Mick flipped his cell phone closed when Shelby’s number jumped to voice mail. Again. “I don’t know,” he said. “She’s not answering her phone.”
Something was wrong.
He knew it the minute he’d arrived at the garage area and she wasn’t there. She’d left his motor coach a few hours earlier, with plenty of time to shower, eat, dress, do whatever she wanted to do before seeing him again. Plenty of time to do other things, too. Like wallow in regret. Or hear rumors.
Surely she wasn’t sorry about what had happened the night before? She’d left him with an air kiss and a look of pure satisfaction, and he’d put it there. Three times, he thought with a knot low in his belly. A knot that wasn’t arousal but worry.
When Ernie walked in stuffing a newspaper into a satchel and looking as worried as Mick felt, he only had to ask, “Where’s Shelby?” once.
Didn’t anyone know where she was?
“I’m going to find her,” Mick announced. He shouldn’t have let her go off after Tamara. He shouldn’t have let her leave without knowing the whole truth of why he was there, buying her team.
Hell, he shouldn’t have made love to her without telling her that, and now he had to undo that wrong.
“I’ll go with you,” Ernie said. “I need to talk to her.”
“No.” He’d said it too fast, he could tell by the look on Ernie’s face. “I’m going to do a couple of other things, too, and she could be anywhere. You should stay here in case she shows up. Then call me, okay?”
Ernie’s look was sharp, but he nodded in agreement. “Bring her right back here,” he said, a subtle warning in his tone. “She should be here while we work on the setup.”
“No chance you could run today, is there? If it clears?” Mick knew the answer before he asked. But surely getting that car on the track would bring her out of hiding. “I mean, with a new driver and all.”

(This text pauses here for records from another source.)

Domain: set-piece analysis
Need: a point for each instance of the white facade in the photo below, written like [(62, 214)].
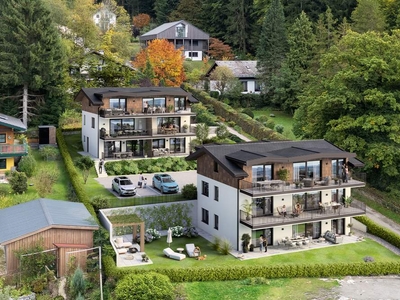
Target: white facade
[(90, 133), (226, 208)]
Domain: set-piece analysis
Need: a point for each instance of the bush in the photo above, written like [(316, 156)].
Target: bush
[(28, 165), (49, 153), (18, 182), (248, 112), (45, 179), (279, 128), (146, 286), (189, 191), (100, 202)]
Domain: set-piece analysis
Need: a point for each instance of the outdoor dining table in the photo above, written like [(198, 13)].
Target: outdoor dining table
[(268, 183)]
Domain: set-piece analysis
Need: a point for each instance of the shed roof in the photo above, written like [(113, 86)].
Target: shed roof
[(232, 157), (240, 68), (30, 217), (96, 95), (12, 122)]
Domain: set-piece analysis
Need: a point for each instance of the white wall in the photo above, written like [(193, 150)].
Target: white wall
[(92, 133), (225, 208)]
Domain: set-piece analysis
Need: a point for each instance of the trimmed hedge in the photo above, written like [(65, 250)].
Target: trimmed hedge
[(75, 177), (379, 231), (277, 271), (250, 126)]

“No, not until practice on Wednesday. And—” Ernie looked up at the soggy sky and steady drizzle “—not much is going on in this weather. We’ll be in here or in the hauler.”
Mick jogged of
f in the direction of the Drivers and Owners lot. In minutes, hair was plastered to his head and neck, his jersey clinging to him.
He rapped on the door of her coach, but, as he’d suspected, no one answered. Where would she go? Why wouldn’t she pick up her phone?

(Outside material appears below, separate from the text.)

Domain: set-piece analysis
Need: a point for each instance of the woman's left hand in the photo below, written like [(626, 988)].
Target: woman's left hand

He tried his own motor home, grabbed a jacket while he was there and then jogged toward the infield. The locals were all inside, grills covered, blinds drawn, tucked in for a rainy day.
Exactly what he should be doing…with Shelby.

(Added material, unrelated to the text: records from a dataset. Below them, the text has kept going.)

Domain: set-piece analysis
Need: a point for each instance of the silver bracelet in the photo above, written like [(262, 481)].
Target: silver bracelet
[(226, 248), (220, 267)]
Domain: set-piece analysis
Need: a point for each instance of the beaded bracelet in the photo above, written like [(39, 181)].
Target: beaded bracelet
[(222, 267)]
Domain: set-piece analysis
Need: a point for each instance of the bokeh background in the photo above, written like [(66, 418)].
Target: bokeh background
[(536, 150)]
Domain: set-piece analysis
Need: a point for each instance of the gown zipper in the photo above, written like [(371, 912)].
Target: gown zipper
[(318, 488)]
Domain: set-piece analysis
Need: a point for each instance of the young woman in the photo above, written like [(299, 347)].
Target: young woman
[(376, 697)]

He crossed an access road and walked through the alleys between motor homes and trailers, his sneakers squishing the wet grass. He nodded to the occasional passerby and peered under the covers of golf carts that drove past, in case she was in one.
He scanned the infield, then squinted into the rain to the empty grandstands. He could only see the front stretch and boxes, the rows of white tents where party planners were no doubt scurrying about and hoping the sun would break through.
Could she have gone to an event? A meeting? Could she and Tamara have left the track? Gone to breakfast or—he looked at his watch—lunch? He picked up his pace, slipped into an overpass to get dry and tried to reconcile the thumping of his heart and the anxiety that poked at him.
Why was it so important to find her?
Because he cared. Because he’d made love to her and seen inside her tough shell—and he bloody liked what he saw. A lot. She was no flighty soccer fan, no gold-digging headline seeker, no self-indulgent model. She was…
Real.
Real smart, real pretty, real intense, real right down to her unpainted toenails hidden in work boots. As he reached the opening of the tunnel, the rain kicked up, and he pulled the hood of his jacket over his head before stepping into it.
As he did, a golf cart came around the bend, and he leaned closer to the wall so he didn’t get sprayed or hit. As it drove by, he dipped his head to check out the two passengers and froze as he saw the profile of a face he’d recently punched.
What the hell was Kenny Holt doing here?
He was deep in conversation with a heavyset blond man whose jowly cheeks and hunched shoulders looked vaguely familiar. They buzzed past him in less than two seconds, and neither one took notice.